We sometimes reuse existent models to build loss module like perceptual loss and GAN’s adversarial loss. I would like to know that if the existent models are accelerated with nn.DataParallel, it is inefficient to use nn.DataParallel one more time for the loss Module which use the existent models.
For example, model1 and model2 compose cycle loss module as follows. In that case, is the code, “cycle_loss = nn.DataParallel(CycleLoss(model1, model2)).cuda()”, inefficient?
import torch
import torch.nn as nn
import torch.nn.functional as F
class Model(nn.Module):
def __init__(self):
super().__init__()
self.conv = nn.Conv2d(1,1,3,1,1)
def forward(input):
return F.relu(self.conv(input))
class CycleLoss(nn.Module):
def __init__(self, model1, model2):
super().__init__()
self.model1 = model1
self.model2 = model2
self.l1 = nn.L1Loss()
def forward(input1, input2):
loss = self.l1(self.model2(self.model1(input1)), input1)

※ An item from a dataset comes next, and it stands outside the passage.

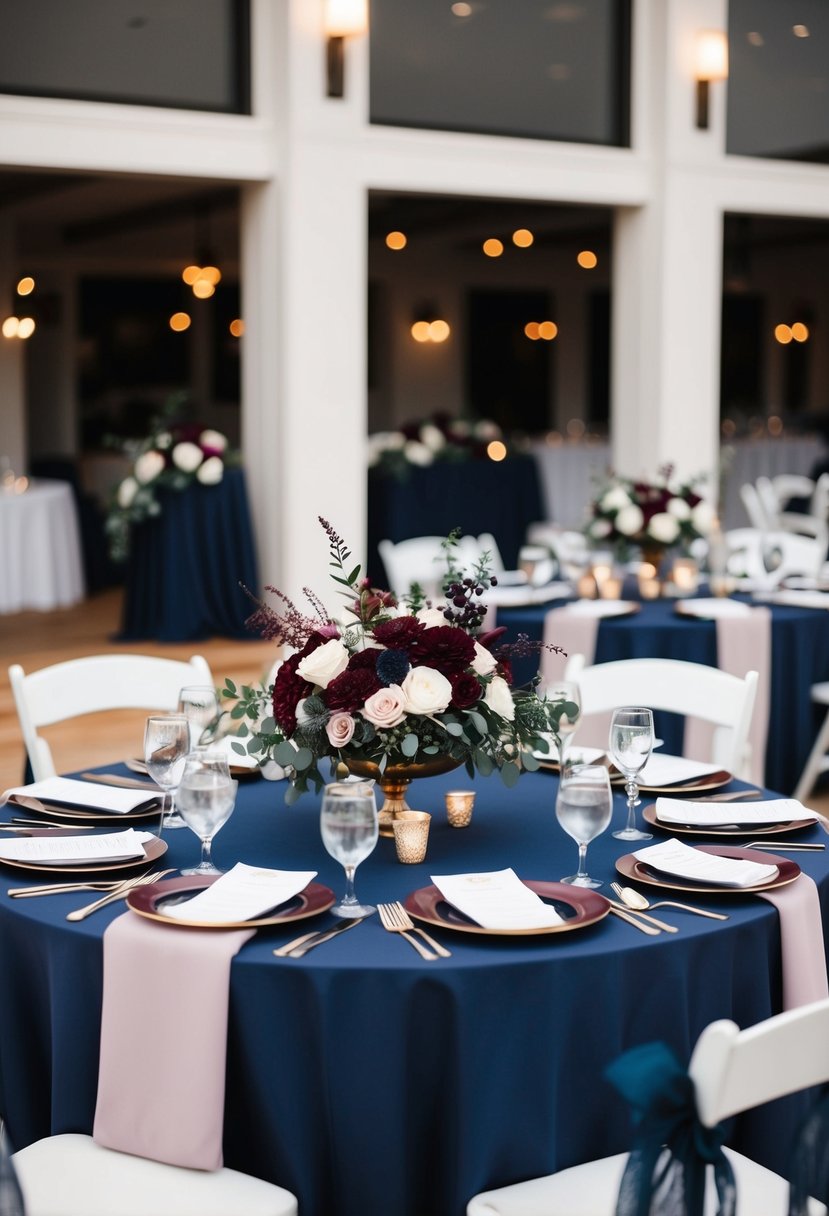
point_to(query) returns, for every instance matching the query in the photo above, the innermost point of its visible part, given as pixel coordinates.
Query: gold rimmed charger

loss += self.l1(self.model1(self.model2(input2)), input2)
return loss[None] # expand dim=0 to concatnate
# make model
model1 = nn.DataParallel(Model()).cuda()
model2 = nn.DataParallel(Model()).cuda()
# loss module
cycle_loss = nn.DataParallel(CycleLoss(model1, model2)).cuda()
# opt
opt = torch.optim.Adam(list(model1.parameters()) + list(model2.parameters()))
# train
for input1, input2 in data_loader:
opt.zero_grad()
loss = cycle_loss(input1, input2)
loss = loss.mean()
loss.backward()
opt.step()
I am afraid that nesting nn.DataParallel makes the code perform scatter and gather at each sub-module needlessly.
Thank you.